Eskalation oder Ausstieg am Hindukusch?
Obamas schwierige Entscheidung

Gastbeitrag von Thomas Horlohe


Barack Obama benötigt eine neue, eine verbesserte Version seiner Afghanistan-Pakistan-Strategie, „AfPak 2.0“ sozusagen. Hierfür nimmt sich der Präsident Zeit. Seit Mitte Oktober hat er sein Sicherheitskabinett zu einer ganzen Serie intensiver Sitzungen zusammengerufen. Wann Obama seine Entscheidung treffen wird, darauf legen sich seine Sprecher nicht fest. Es werde wohl noch einige Wochen dauern.

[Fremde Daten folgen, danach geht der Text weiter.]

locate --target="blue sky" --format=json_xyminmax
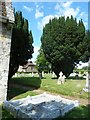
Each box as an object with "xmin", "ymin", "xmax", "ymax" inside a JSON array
[{"xmin": 12, "ymin": 1, "xmax": 88, "ymax": 68}]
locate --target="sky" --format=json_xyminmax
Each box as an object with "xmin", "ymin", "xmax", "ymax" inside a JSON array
[{"xmin": 12, "ymin": 0, "xmax": 89, "ymax": 68}]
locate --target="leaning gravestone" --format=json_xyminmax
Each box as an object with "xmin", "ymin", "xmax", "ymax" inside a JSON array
[{"xmin": 0, "ymin": 0, "xmax": 14, "ymax": 104}]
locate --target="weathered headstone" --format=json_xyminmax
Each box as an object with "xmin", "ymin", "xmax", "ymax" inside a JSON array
[
  {"xmin": 78, "ymin": 71, "xmax": 82, "ymax": 77},
  {"xmin": 0, "ymin": 0, "xmax": 14, "ymax": 104},
  {"xmin": 83, "ymin": 59, "xmax": 90, "ymax": 92},
  {"xmin": 42, "ymin": 71, "xmax": 44, "ymax": 77},
  {"xmin": 31, "ymin": 72, "xmax": 34, "ymax": 77},
  {"xmin": 52, "ymin": 72, "xmax": 56, "ymax": 78},
  {"xmin": 57, "ymin": 72, "xmax": 66, "ymax": 84}
]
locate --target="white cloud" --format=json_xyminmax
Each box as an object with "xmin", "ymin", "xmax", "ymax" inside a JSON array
[
  {"xmin": 35, "ymin": 9, "xmax": 44, "ymax": 19},
  {"xmin": 62, "ymin": 1, "xmax": 73, "ymax": 9},
  {"xmin": 31, "ymin": 46, "xmax": 40, "ymax": 62},
  {"xmin": 77, "ymin": 12, "xmax": 88, "ymax": 28},
  {"xmin": 79, "ymin": 12, "xmax": 85, "ymax": 18},
  {"xmin": 54, "ymin": 1, "xmax": 80, "ymax": 18},
  {"xmin": 64, "ymin": 7, "xmax": 80, "ymax": 18},
  {"xmin": 37, "ymin": 1, "xmax": 88, "ymax": 30},
  {"xmin": 54, "ymin": 1, "xmax": 88, "ymax": 29},
  {"xmin": 54, "ymin": 3, "xmax": 61, "ymax": 10},
  {"xmin": 23, "ymin": 6, "xmax": 33, "ymax": 12},
  {"xmin": 38, "ymin": 15, "xmax": 59, "ymax": 30},
  {"xmin": 54, "ymin": 3, "xmax": 64, "ymax": 15},
  {"xmin": 35, "ymin": 4, "xmax": 44, "ymax": 19}
]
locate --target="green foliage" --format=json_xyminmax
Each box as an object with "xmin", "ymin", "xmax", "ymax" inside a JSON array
[
  {"xmin": 41, "ymin": 16, "xmax": 90, "ymax": 77},
  {"xmin": 8, "ymin": 11, "xmax": 34, "ymax": 79},
  {"xmin": 36, "ymin": 48, "xmax": 51, "ymax": 73}
]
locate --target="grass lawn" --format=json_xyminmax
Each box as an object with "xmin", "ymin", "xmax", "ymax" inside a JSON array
[
  {"xmin": 10, "ymin": 73, "xmax": 89, "ymax": 99},
  {"xmin": 1, "ymin": 73, "xmax": 89, "ymax": 119}
]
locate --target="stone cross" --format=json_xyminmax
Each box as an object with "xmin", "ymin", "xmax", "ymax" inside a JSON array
[
  {"xmin": 0, "ymin": 0, "xmax": 14, "ymax": 104},
  {"xmin": 57, "ymin": 72, "xmax": 66, "ymax": 84}
]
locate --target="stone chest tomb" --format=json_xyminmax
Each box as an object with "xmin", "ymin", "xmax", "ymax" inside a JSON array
[{"xmin": 3, "ymin": 93, "xmax": 79, "ymax": 119}]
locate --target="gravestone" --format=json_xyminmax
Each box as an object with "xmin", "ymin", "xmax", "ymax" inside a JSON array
[
  {"xmin": 42, "ymin": 71, "xmax": 44, "ymax": 77},
  {"xmin": 83, "ymin": 59, "xmax": 90, "ymax": 92},
  {"xmin": 0, "ymin": 0, "xmax": 14, "ymax": 104},
  {"xmin": 31, "ymin": 72, "xmax": 34, "ymax": 77},
  {"xmin": 57, "ymin": 72, "xmax": 66, "ymax": 84},
  {"xmin": 52, "ymin": 72, "xmax": 56, "ymax": 78}
]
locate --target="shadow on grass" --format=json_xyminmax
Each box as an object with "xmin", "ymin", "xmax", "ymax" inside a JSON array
[
  {"xmin": 52, "ymin": 77, "xmax": 57, "ymax": 79},
  {"xmin": 7, "ymin": 77, "xmax": 41, "ymax": 100},
  {"xmin": 53, "ymin": 104, "xmax": 90, "ymax": 119},
  {"xmin": 67, "ymin": 76, "xmax": 85, "ymax": 80},
  {"xmin": 7, "ymin": 85, "xmax": 27, "ymax": 100},
  {"xmin": 41, "ymin": 77, "xmax": 46, "ymax": 79}
]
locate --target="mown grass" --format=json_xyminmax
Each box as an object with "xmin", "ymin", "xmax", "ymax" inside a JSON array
[
  {"xmin": 1, "ymin": 73, "xmax": 89, "ymax": 119},
  {"xmin": 10, "ymin": 73, "xmax": 88, "ymax": 99},
  {"xmin": 54, "ymin": 105, "xmax": 90, "ymax": 119}
]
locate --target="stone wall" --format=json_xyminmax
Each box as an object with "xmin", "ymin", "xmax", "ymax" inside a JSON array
[
  {"xmin": 0, "ymin": 0, "xmax": 14, "ymax": 104},
  {"xmin": 0, "ymin": 22, "xmax": 12, "ymax": 104}
]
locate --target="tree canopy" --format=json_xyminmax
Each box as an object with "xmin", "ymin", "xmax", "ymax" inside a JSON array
[
  {"xmin": 8, "ymin": 11, "xmax": 34, "ymax": 79},
  {"xmin": 36, "ymin": 47, "xmax": 51, "ymax": 73},
  {"xmin": 41, "ymin": 16, "xmax": 90, "ymax": 77}
]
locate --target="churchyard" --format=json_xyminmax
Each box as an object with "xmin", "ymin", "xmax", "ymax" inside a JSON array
[
  {"xmin": 1, "ymin": 73, "xmax": 90, "ymax": 119},
  {"xmin": 10, "ymin": 73, "xmax": 89, "ymax": 99},
  {"xmin": 0, "ymin": 1, "xmax": 89, "ymax": 119}
]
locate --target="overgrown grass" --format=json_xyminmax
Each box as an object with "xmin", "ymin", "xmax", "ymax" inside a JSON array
[{"xmin": 10, "ymin": 74, "xmax": 88, "ymax": 99}]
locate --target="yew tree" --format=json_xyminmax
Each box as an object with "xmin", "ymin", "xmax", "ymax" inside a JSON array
[
  {"xmin": 41, "ymin": 16, "xmax": 90, "ymax": 77},
  {"xmin": 8, "ymin": 11, "xmax": 34, "ymax": 79}
]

Spätestens mit der Verkündung der AfPak-Strategie im März hat Obama den Konflikt am Hindukusch zu „seinem“ Krieg gemacht. Nun hat ausgerechnet die verbündete Karsai-Regierung ihm eine erste Niederlage beigebracht - an den Wahlurnen, nicht auf dem Gefechtsfeld. Ein überaus bemerkenswerter und zutiefst beunruhigender Vorgang. Denn er untergräbt das Vertrauen der US-Bevölkerung in ihren Präsidenten. Im April, also unmittelbar nach Bekanntgabe seiner neuen Strategie, hatte die Zustimmungsrate zu Obamas Afghanistan-Politik noch 63 Prozent be-tragen. Laut einer Umfrage der WASHINGTON POST und des Fernsehsenders ABC von Mitte Oktober ist sie inzwischen auf 45 Prozent abgesunken. Mittlerweile stehen 47 Prozent der Befragten der Afghanistan-Politik skeptisch gegenüber.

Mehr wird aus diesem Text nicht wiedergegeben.